Colombia has lashed out at an International Court of Justice ruling granting the country sovereignty over a group of tiny islands in the western Caribbean - but not its waters.
The president is furious that the court in the Netherlands has also granted Nicaragua control of a large swathe of the surrounding sea and seabed that could hold oil reserves.
The decision not to grant Colombia full sovereignty over the waters connecting all San Andres' islands drew a vehement objection from Colombia's president.
Based on evidence presented to the judges by lawyers for both nations, "Colombia and not Nicaragua has sovereignty over the islands", the court's president Peter Tomka told delegations from both sides.
Despite having its sovereignty claim over the islands rejected, Nicaragua hailed the ruling as a victory.

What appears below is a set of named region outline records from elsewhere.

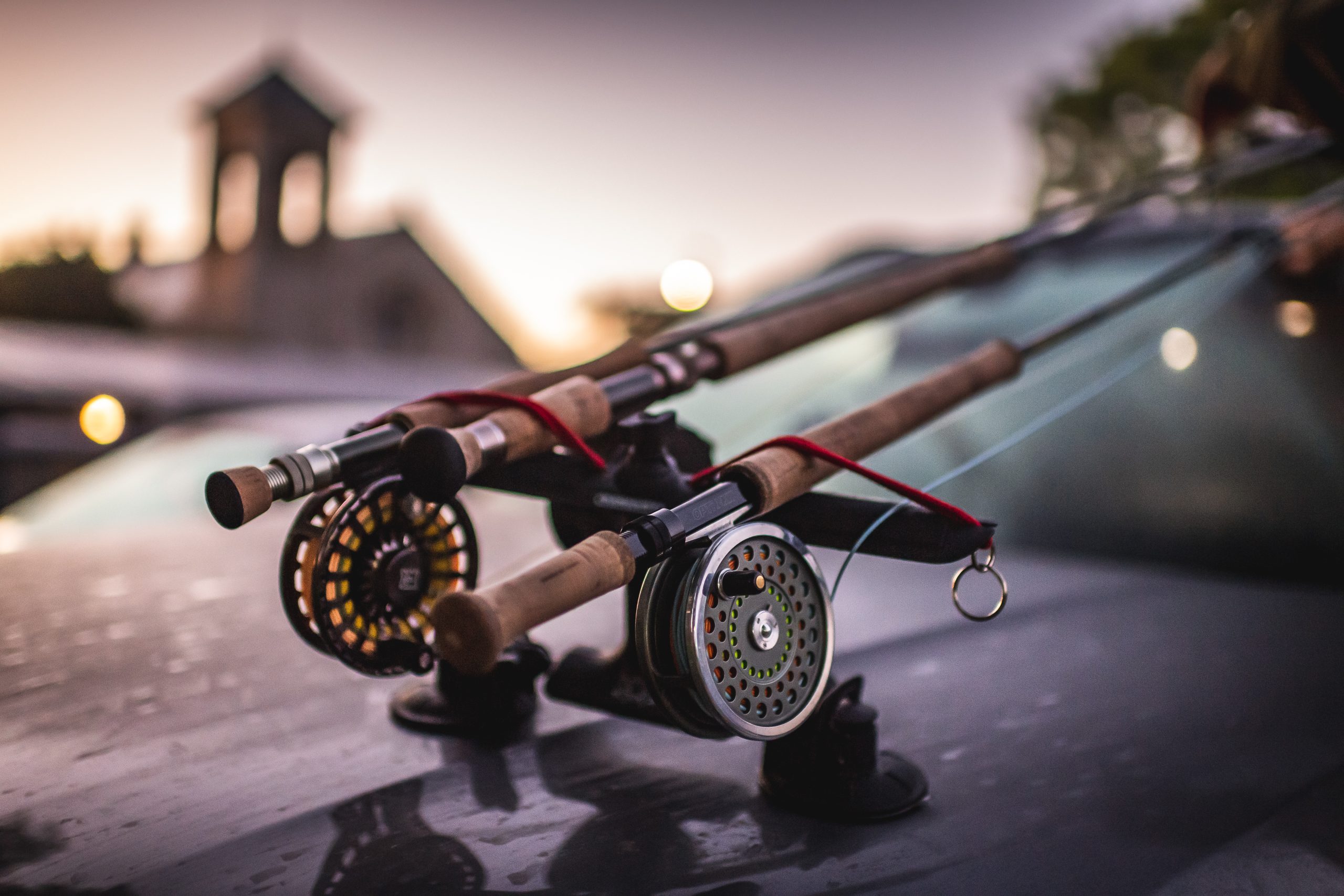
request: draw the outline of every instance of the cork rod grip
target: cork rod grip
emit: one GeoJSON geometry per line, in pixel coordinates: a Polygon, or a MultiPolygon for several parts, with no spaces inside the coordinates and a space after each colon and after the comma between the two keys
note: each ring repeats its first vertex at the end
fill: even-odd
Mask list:
{"type": "MultiPolygon", "coordinates": [[[[602,387],[590,376],[571,376],[536,392],[532,400],[544,404],[583,438],[601,435],[612,426],[612,403],[602,387]]],[[[487,419],[504,433],[505,462],[540,454],[555,445],[555,434],[523,408],[507,407],[492,411],[487,419]]]]}
{"type": "Polygon", "coordinates": [[[723,359],[716,376],[730,376],[801,345],[895,310],[939,289],[960,286],[1007,271],[1016,255],[996,242],[915,262],[876,281],[827,298],[749,321],[703,337],[723,359]]]}
{"type": "Polygon", "coordinates": [[[508,582],[435,600],[434,647],[458,672],[485,674],[513,638],[633,579],[630,548],[598,532],[508,582]]]}
{"type": "MultiPolygon", "coordinates": [[[[519,371],[497,380],[492,380],[481,388],[491,392],[508,392],[509,395],[532,395],[548,386],[555,386],[571,376],[589,376],[599,380],[612,373],[620,373],[636,364],[649,360],[649,352],[644,343],[637,339],[626,340],[606,355],[593,359],[578,367],[563,371],[519,371]]],[[[410,430],[417,426],[442,426],[452,429],[464,426],[472,420],[485,416],[489,408],[484,404],[445,404],[444,402],[411,402],[391,411],[388,416],[410,430]]]]}
{"type": "MultiPolygon", "coordinates": [[[[841,418],[814,426],[802,437],[852,461],[872,454],[923,426],[968,398],[1017,375],[1021,355],[1003,340],[992,340],[925,379],[866,404],[841,418]]],[[[757,513],[792,501],[839,467],[785,446],[750,454],[726,470],[746,480],[758,496],[757,513]]]]}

"Colombia was acting like it was the owner of these islands and like it was owner of all the maritime territory, and the court told them no, that's not how it is," Nicaragua's representative at the court, Carlos Arguello, told the country's national television channel from The Hague. "We've been given very important maritime territory."
The ruling gave Nicaragua "incredible potential wealth and future exploitation of fisheries and other resources, such as minerals", he said. "That's what we were seeking and that's what resulted."
President Juan Manuel Santos told fellow Colombians in a national speech that the court had "committed grave errors" by ignoring the terms of the very treaty it had declared valid and that the decision would hurt the archipelago's fishermen.
The decision effectively cut off four small islands from the rest of the archipelago and Mr Santos said he could not accept the court's "omissions, errors, excesses and inconsistencies".
While Mr Santos said he recognised that the court's decision was final and legally binding, he said Colombia "emphatically rejects this aspect of the decision" and "we don't rule out any recourse or mechanism that international law gives us to defend our rights".